Le centre de jeunes propose une écoute et une orientation, un accompagnement scolaire et une bibliothèque. La moyenne de fréquentation s’élève à quinze élèves par séance. En février, nous avons lancé une école maternelle de 46 enfants, dans le cadre de l’objectif du projet qui consiste à offrir un soutien à la petite enfance dans les villages isolés. Dans les zones rurales, les écoles sont souvent situées à 5 ou 10 km, ce qui est trop loin pour les petits. Le village a déjà exprimé le souhait que nous commencions une première classe primaire dès la prochaine année scolaire (début en octobre 2022). Les démarches en ce sens sont en cours.

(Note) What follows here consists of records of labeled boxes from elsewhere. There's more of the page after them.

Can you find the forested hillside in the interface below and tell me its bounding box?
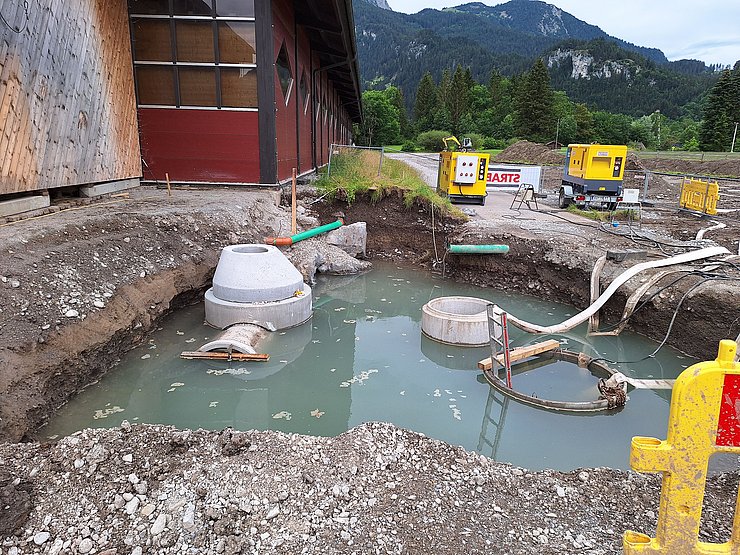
[355,0,717,117]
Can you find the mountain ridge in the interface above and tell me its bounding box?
[354,0,716,116]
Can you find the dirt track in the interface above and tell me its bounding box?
[0,172,740,555]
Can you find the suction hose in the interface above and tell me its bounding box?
[265,220,344,247]
[500,247,731,334]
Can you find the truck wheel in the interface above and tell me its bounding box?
[558,188,570,208]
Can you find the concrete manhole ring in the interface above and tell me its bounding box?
[421,297,491,347]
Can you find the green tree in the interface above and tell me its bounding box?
[414,72,439,133]
[445,66,473,135]
[593,111,632,145]
[699,70,739,152]
[516,58,556,142]
[357,91,401,146]
[383,85,414,139]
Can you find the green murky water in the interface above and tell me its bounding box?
[40,264,694,470]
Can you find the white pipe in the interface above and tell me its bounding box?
[696,222,727,241]
[508,247,730,334]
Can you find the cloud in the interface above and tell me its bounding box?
[388,0,740,64]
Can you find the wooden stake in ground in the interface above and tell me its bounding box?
[291,168,298,235]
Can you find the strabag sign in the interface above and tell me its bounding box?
[486,164,542,193]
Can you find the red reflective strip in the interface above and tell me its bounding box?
[717,374,740,447]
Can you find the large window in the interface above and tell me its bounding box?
[128,0,257,110]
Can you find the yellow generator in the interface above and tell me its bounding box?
[558,144,627,210]
[437,137,490,206]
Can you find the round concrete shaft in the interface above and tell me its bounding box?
[213,245,303,303]
[421,297,491,347]
[206,283,312,331]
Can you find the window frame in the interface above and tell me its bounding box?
[128,0,256,112]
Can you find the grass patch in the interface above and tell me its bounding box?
[316,149,467,219]
[568,204,638,222]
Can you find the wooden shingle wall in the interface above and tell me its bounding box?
[0,0,141,195]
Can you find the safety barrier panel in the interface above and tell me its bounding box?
[680,179,719,216]
[623,340,740,555]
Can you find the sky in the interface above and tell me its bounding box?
[388,0,740,65]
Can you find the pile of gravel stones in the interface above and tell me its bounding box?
[0,422,736,555]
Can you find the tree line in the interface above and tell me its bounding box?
[355,59,740,151]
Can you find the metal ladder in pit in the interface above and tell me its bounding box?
[486,304,512,389]
[478,388,510,461]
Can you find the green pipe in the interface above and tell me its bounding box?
[449,245,509,254]
[290,220,344,244]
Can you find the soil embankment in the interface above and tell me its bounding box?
[0,181,740,555]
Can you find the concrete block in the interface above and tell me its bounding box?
[0,195,51,218]
[80,177,141,198]
[326,222,367,257]
[209,245,303,304]
[205,284,313,331]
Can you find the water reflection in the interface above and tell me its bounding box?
[42,264,691,469]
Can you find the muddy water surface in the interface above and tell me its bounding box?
[44,263,694,470]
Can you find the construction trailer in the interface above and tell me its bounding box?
[558,144,627,210]
[437,137,490,206]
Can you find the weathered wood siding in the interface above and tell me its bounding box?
[0,0,141,195]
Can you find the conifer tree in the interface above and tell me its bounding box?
[699,70,739,152]
[445,66,473,135]
[516,58,555,142]
[383,85,412,139]
[414,72,439,133]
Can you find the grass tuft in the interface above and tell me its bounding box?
[568,204,638,222]
[316,149,467,219]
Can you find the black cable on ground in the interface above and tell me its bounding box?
[593,277,740,364]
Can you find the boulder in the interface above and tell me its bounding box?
[326,222,367,258]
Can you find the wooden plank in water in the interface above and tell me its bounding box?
[180,351,270,362]
[478,339,560,370]
[625,376,676,389]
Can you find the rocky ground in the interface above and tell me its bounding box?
[0,160,740,555]
[0,423,737,555]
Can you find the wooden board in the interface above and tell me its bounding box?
[478,339,560,370]
[180,351,270,362]
[625,376,676,389]
[0,0,141,196]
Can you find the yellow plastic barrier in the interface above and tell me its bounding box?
[680,179,719,216]
[623,341,740,555]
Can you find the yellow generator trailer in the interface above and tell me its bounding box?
[558,144,627,210]
[437,137,490,205]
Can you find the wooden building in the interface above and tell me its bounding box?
[0,0,361,212]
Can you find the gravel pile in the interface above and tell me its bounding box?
[0,422,735,555]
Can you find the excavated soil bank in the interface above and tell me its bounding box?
[0,184,740,555]
[0,423,737,555]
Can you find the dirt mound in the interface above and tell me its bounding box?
[643,158,740,177]
[493,141,565,166]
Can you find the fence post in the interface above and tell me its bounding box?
[642,175,650,200]
[326,143,334,177]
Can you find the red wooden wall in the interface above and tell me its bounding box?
[139,108,260,183]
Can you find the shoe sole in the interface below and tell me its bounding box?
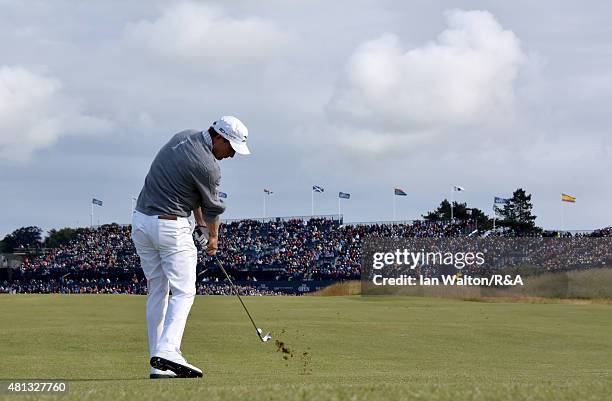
[151,356,203,378]
[149,373,178,379]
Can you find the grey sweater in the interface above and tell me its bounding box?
[136,130,225,220]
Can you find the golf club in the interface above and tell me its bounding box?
[213,256,272,343]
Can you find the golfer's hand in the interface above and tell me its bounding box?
[206,237,219,256]
[193,226,208,249]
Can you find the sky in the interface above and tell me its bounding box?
[0,0,612,238]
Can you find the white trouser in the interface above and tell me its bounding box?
[132,211,197,356]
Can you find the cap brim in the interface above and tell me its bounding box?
[230,141,251,155]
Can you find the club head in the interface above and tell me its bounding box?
[257,329,272,343]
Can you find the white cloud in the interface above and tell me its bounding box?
[0,66,111,161]
[126,2,291,72]
[327,10,526,134]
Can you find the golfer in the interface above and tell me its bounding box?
[132,116,250,379]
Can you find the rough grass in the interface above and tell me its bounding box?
[0,295,612,401]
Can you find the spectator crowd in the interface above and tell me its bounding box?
[0,218,612,295]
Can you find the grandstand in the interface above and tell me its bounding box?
[0,215,612,295]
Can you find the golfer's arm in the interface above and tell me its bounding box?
[193,207,220,238]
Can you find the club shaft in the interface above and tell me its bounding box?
[215,257,261,340]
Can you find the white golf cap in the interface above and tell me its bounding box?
[213,116,251,155]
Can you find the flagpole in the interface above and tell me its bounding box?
[310,188,314,217]
[493,201,497,231]
[451,187,455,223]
[128,196,136,221]
[561,201,565,233]
[393,189,397,224]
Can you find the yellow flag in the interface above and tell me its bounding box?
[561,194,576,203]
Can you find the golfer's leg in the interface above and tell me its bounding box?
[147,276,169,356]
[158,223,197,351]
[132,213,168,356]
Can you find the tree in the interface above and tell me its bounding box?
[2,226,42,252]
[423,199,493,230]
[45,228,77,248]
[495,188,540,233]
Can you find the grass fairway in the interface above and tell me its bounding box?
[0,295,612,401]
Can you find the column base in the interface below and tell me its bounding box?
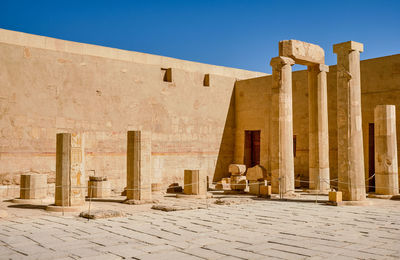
[11,198,54,205]
[122,199,158,205]
[176,193,213,199]
[303,189,330,195]
[326,200,374,206]
[46,205,83,212]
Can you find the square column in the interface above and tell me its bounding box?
[333,41,366,201]
[270,56,294,194]
[55,133,85,207]
[374,105,399,195]
[20,174,47,199]
[308,64,330,191]
[126,131,151,201]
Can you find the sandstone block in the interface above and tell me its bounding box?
[249,181,263,195]
[374,105,399,195]
[329,191,342,202]
[246,165,267,181]
[20,174,47,199]
[126,131,151,201]
[279,40,325,65]
[231,175,247,191]
[88,180,111,198]
[260,185,272,197]
[183,170,207,195]
[229,164,246,175]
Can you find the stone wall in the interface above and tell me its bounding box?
[0,30,265,195]
[234,55,400,185]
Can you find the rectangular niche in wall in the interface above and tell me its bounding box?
[244,130,261,168]
[161,68,172,82]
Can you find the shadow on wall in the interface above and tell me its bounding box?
[213,83,236,182]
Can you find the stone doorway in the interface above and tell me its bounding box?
[244,130,261,168]
[368,123,375,192]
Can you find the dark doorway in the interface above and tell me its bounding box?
[244,130,261,168]
[368,123,375,192]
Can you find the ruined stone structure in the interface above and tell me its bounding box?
[375,105,399,195]
[126,131,151,201]
[20,174,47,200]
[0,30,400,201]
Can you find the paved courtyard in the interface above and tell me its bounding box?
[0,197,400,260]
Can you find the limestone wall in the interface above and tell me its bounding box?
[234,55,400,186]
[0,30,265,194]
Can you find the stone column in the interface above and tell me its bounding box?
[126,131,151,201]
[308,64,330,191]
[374,105,399,195]
[333,41,366,201]
[183,170,207,195]
[270,56,294,194]
[55,133,86,207]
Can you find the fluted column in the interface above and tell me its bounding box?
[270,56,294,194]
[308,64,330,191]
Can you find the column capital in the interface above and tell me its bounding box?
[333,41,364,54]
[269,56,295,68]
[308,64,329,72]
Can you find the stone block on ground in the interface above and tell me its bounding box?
[246,165,267,181]
[260,185,272,197]
[20,174,48,199]
[88,180,111,198]
[183,170,207,195]
[167,183,183,193]
[249,179,265,196]
[229,164,246,175]
[79,210,125,219]
[231,175,247,191]
[329,191,342,203]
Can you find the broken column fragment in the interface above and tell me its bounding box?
[47,133,86,211]
[183,170,207,195]
[126,131,151,202]
[308,64,330,192]
[333,41,366,201]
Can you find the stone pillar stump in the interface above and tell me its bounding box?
[20,174,47,200]
[126,131,151,203]
[270,56,294,195]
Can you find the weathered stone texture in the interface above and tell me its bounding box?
[126,131,152,200]
[333,42,366,201]
[374,105,399,195]
[183,170,207,195]
[308,64,330,191]
[88,180,111,198]
[0,29,266,196]
[269,57,294,194]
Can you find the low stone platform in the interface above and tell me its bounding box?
[79,210,125,219]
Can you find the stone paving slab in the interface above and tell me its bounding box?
[0,196,400,260]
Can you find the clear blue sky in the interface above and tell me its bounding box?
[0,0,400,72]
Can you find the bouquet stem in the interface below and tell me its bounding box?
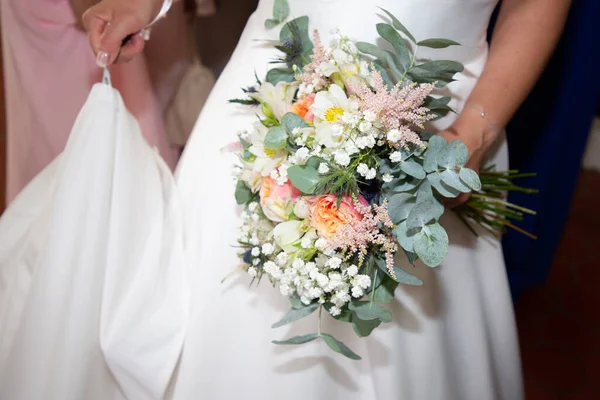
[454,168,538,239]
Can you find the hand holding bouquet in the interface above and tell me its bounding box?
[227,2,528,359]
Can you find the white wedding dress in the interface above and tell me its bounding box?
[0,0,522,400]
[173,0,522,400]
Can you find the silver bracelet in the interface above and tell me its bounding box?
[146,0,173,29]
[465,103,500,135]
[141,0,173,41]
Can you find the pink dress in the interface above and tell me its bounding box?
[0,0,179,203]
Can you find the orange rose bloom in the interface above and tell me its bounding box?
[290,93,315,122]
[307,194,368,238]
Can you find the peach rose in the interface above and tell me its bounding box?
[259,176,301,222]
[290,93,315,122]
[308,194,368,239]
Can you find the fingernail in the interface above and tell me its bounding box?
[139,28,150,41]
[96,51,110,68]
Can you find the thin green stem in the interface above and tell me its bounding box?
[317,306,323,336]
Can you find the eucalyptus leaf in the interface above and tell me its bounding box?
[321,333,361,360]
[265,68,296,85]
[376,23,411,70]
[394,221,421,251]
[414,223,448,268]
[264,125,288,150]
[427,172,460,199]
[273,0,290,21]
[352,318,381,337]
[373,276,398,304]
[383,50,405,82]
[306,156,327,170]
[404,250,423,266]
[417,181,435,203]
[389,176,422,193]
[265,18,281,29]
[423,135,448,173]
[235,180,252,205]
[459,167,481,191]
[287,165,319,194]
[400,159,426,179]
[271,333,319,345]
[437,140,469,168]
[406,200,444,230]
[379,7,417,43]
[388,193,417,224]
[373,60,395,88]
[417,38,460,49]
[271,303,320,329]
[348,301,392,322]
[328,304,352,323]
[356,42,385,60]
[440,169,471,193]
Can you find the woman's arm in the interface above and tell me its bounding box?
[441,0,571,204]
[69,0,100,30]
[82,0,163,66]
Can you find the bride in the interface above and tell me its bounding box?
[0,0,569,400]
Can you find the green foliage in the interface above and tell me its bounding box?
[417,38,460,49]
[235,180,254,205]
[321,333,361,360]
[287,165,319,194]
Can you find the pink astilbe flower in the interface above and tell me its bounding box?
[352,71,434,144]
[330,199,398,277]
[296,29,331,91]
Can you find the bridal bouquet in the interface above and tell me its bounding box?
[226,1,536,359]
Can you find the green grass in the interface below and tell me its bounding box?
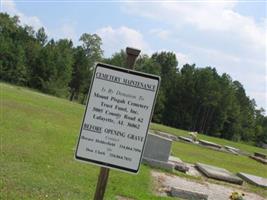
[150,123,267,154]
[0,83,174,200]
[0,83,267,200]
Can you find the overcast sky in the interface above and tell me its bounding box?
[0,0,267,110]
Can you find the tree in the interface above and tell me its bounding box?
[80,33,103,103]
[36,27,47,46]
[69,46,89,101]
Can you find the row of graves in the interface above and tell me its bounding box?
[142,131,267,199]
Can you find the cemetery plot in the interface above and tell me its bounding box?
[196,163,243,185]
[142,133,174,171]
[237,172,267,188]
[75,63,159,173]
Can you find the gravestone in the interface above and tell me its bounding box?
[178,136,194,143]
[254,152,267,159]
[143,133,172,162]
[169,156,189,173]
[156,131,178,141]
[224,145,240,155]
[142,133,175,171]
[249,155,267,165]
[196,163,243,185]
[237,172,267,188]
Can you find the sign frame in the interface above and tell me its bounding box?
[75,62,161,174]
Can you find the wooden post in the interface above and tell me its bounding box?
[94,47,141,200]
[94,167,109,200]
[126,47,141,69]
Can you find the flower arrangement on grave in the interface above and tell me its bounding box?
[229,192,245,200]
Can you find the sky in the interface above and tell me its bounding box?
[0,0,267,110]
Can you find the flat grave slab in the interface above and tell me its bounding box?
[170,187,208,200]
[156,131,178,141]
[199,140,222,149]
[249,155,267,165]
[237,172,267,188]
[178,136,194,143]
[196,163,243,185]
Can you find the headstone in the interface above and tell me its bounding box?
[178,136,194,143]
[254,152,267,159]
[156,131,178,141]
[170,187,208,200]
[237,172,267,188]
[143,133,172,162]
[196,163,243,185]
[142,157,175,171]
[199,140,222,149]
[142,133,174,171]
[169,156,189,173]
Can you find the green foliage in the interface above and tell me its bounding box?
[0,83,174,200]
[0,13,267,145]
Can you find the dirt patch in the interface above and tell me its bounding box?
[151,171,265,200]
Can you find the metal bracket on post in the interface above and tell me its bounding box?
[126,47,141,69]
[94,47,141,200]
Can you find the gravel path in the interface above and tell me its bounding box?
[152,171,265,200]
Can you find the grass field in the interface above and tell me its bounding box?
[0,83,267,200]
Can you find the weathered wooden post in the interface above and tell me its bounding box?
[94,47,141,200]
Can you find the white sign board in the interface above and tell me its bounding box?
[75,63,160,173]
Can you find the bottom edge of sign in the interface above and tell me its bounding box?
[75,155,140,174]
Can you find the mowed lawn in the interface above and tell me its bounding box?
[151,124,267,178]
[0,83,174,200]
[0,83,267,200]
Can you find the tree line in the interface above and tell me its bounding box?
[0,13,267,145]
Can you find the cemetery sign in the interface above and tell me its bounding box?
[75,63,160,173]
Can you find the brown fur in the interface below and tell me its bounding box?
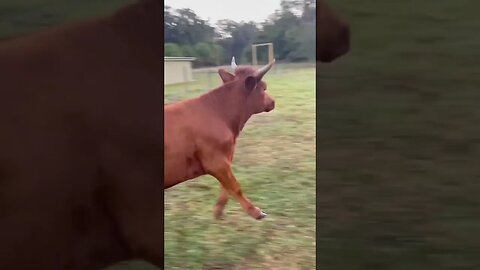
[164,64,274,219]
[0,0,163,270]
[316,0,350,62]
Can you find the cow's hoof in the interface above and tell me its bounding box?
[257,211,267,220]
[213,211,223,219]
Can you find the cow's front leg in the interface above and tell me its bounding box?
[213,185,229,219]
[209,162,267,219]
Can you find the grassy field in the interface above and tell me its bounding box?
[317,0,480,270]
[165,68,315,270]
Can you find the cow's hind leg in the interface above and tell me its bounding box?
[208,161,267,219]
[213,185,229,219]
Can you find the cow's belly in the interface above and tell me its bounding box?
[163,149,205,189]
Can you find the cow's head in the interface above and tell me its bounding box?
[316,0,350,62]
[218,57,275,114]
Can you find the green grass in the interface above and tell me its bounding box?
[317,0,480,270]
[165,68,315,269]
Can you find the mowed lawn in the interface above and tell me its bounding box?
[317,0,480,270]
[165,68,315,270]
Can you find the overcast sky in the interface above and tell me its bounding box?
[164,0,280,25]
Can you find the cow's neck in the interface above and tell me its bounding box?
[200,85,253,138]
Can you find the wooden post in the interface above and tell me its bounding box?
[268,43,273,63]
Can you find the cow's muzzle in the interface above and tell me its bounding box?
[265,100,275,112]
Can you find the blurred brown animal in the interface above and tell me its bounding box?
[0,0,163,270]
[163,58,275,219]
[316,0,350,63]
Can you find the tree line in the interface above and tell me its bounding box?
[164,0,316,67]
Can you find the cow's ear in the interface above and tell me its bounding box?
[218,68,235,83]
[245,76,257,91]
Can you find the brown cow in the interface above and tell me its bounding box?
[0,0,163,270]
[163,58,275,219]
[316,0,350,62]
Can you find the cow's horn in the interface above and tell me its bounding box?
[255,59,275,81]
[232,56,237,70]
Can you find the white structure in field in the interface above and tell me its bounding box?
[163,56,195,85]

Sérach N. dirige le projet AJDL, qui soutient les enfants et les jeunes dans le sud du pays
Des efforts qui en ont valu la peine
Donner un cours d’informatique en français ? Était-ce une bonne idée ? Certes, nous connaissons assez bien le monde de l’informatique et nous sommes plongés dans français depuis longtemps. Mais lorsque nous nous sommes penchés sur cette question, nous avons réalisé que presque tous les termes du monde de l’informatique ont leur traduction spécifique française, bien plus qu’en allemand où de nombreuses expressions sont simplement reprises de l’anglais. Des mots comme « système d’exploitation », « pavé tactile » ou « mémoire tampon » nous dépassaient complètement.
L’informatique fait partie du programme d’enseignement au séminaire CEFE (Centre Évangélique de Formation des Enseignants) à N’Djamena. Mais faute d’appareils et d’enseignants, les cours ne peuvent être que ponctuels et la classe actuelle n’a pas encore bénéficié de cours d’informatique.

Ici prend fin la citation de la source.